The group, which mainly operates in Spain but also in Latin America, Mexico and Turkey, posted profits of €4.65 billion ($5.25 billion), up from €1.3 billion a year earlier.

The result, which followed a solid fourth quarter with profits of €1.34 billion, was higher than expected, with FactSet analysts expecting a figure of €4.32 billion .

Excluding non-recurring items, such as the outcome of a restructuring plan launched last year, it generated profits of 5.07 billion euros in what was the highest figure “in 10 years”, the bank said in a statement.

In 2020, the Spanish bank saw its net profit tumble 63 percent as a result of asset depreciation and provisions taken against an increase in bad loans due to the economic fallout of the virus crisis.

“The economic recovery over the past year has brought with it a marked upturn in banking activity, mainly in the loan portfolio,” the bank explained, pointing to a reduction of the provisions put in place because of Covid.

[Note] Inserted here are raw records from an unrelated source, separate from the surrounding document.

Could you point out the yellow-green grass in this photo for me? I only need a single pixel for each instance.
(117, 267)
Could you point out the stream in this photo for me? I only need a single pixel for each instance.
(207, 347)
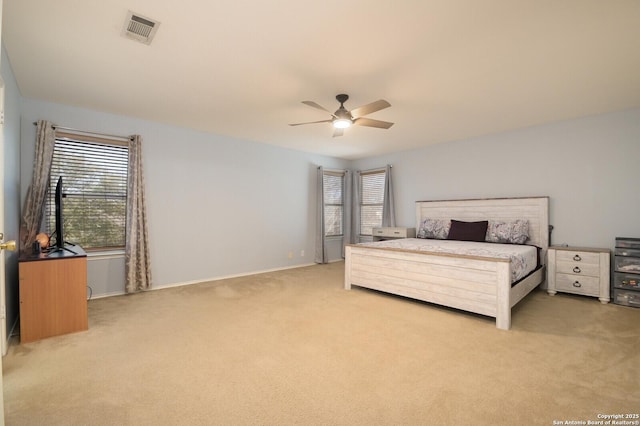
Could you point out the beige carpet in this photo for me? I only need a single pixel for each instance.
(294, 347)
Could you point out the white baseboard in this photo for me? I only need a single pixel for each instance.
(205, 280)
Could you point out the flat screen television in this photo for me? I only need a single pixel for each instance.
(59, 233)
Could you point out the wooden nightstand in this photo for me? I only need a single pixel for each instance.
(393, 233)
(579, 270)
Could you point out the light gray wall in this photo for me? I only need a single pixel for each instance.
(217, 206)
(588, 167)
(11, 175)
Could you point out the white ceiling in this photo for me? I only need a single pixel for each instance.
(451, 69)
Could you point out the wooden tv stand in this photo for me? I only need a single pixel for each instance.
(53, 294)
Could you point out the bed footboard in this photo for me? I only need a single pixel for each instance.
(473, 284)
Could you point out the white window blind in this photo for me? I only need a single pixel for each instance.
(333, 203)
(94, 176)
(371, 201)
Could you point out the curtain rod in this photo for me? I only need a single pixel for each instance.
(56, 127)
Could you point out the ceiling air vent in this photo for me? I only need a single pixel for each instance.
(140, 28)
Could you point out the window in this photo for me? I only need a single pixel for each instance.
(94, 174)
(371, 200)
(333, 203)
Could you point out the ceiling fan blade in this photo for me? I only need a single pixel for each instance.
(311, 122)
(315, 105)
(370, 108)
(369, 122)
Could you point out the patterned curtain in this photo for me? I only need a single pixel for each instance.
(137, 261)
(33, 208)
(321, 251)
(349, 231)
(355, 207)
(388, 209)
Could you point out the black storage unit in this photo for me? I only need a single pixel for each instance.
(626, 275)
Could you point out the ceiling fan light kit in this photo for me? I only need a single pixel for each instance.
(344, 118)
(342, 123)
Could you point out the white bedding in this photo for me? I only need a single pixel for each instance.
(524, 259)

In 2021, BBVA added a “record” 8.7 million new customers, largely due to the growth of its online activities. It now has 81.7 million customers worldwide.

The group’s net interest margins also rose 6.1 percent year-on-year to €14.7 billion, said the bank, which is undergoing a cost-cutting drive.

So far, it has axed 2,935 jobs and closed down 480 branches as the banking sector undergoes increasing digitalisation and fewer and fewer transactions are carried out over the counter.

At the end of 2020, BBVA sold its US unit to PNC Financial Services for nearly 10 billion euros and decided to reinvest some of the funds in the Turkish market.

In November, it launched a bid to take full control of its Turkish lending subsidiary Garanti, offering €2.25 billion ($2.6 billion) to buy the 50.15 percent stake it does not yet own.

The deal should be finalised in the first quarter of 2022.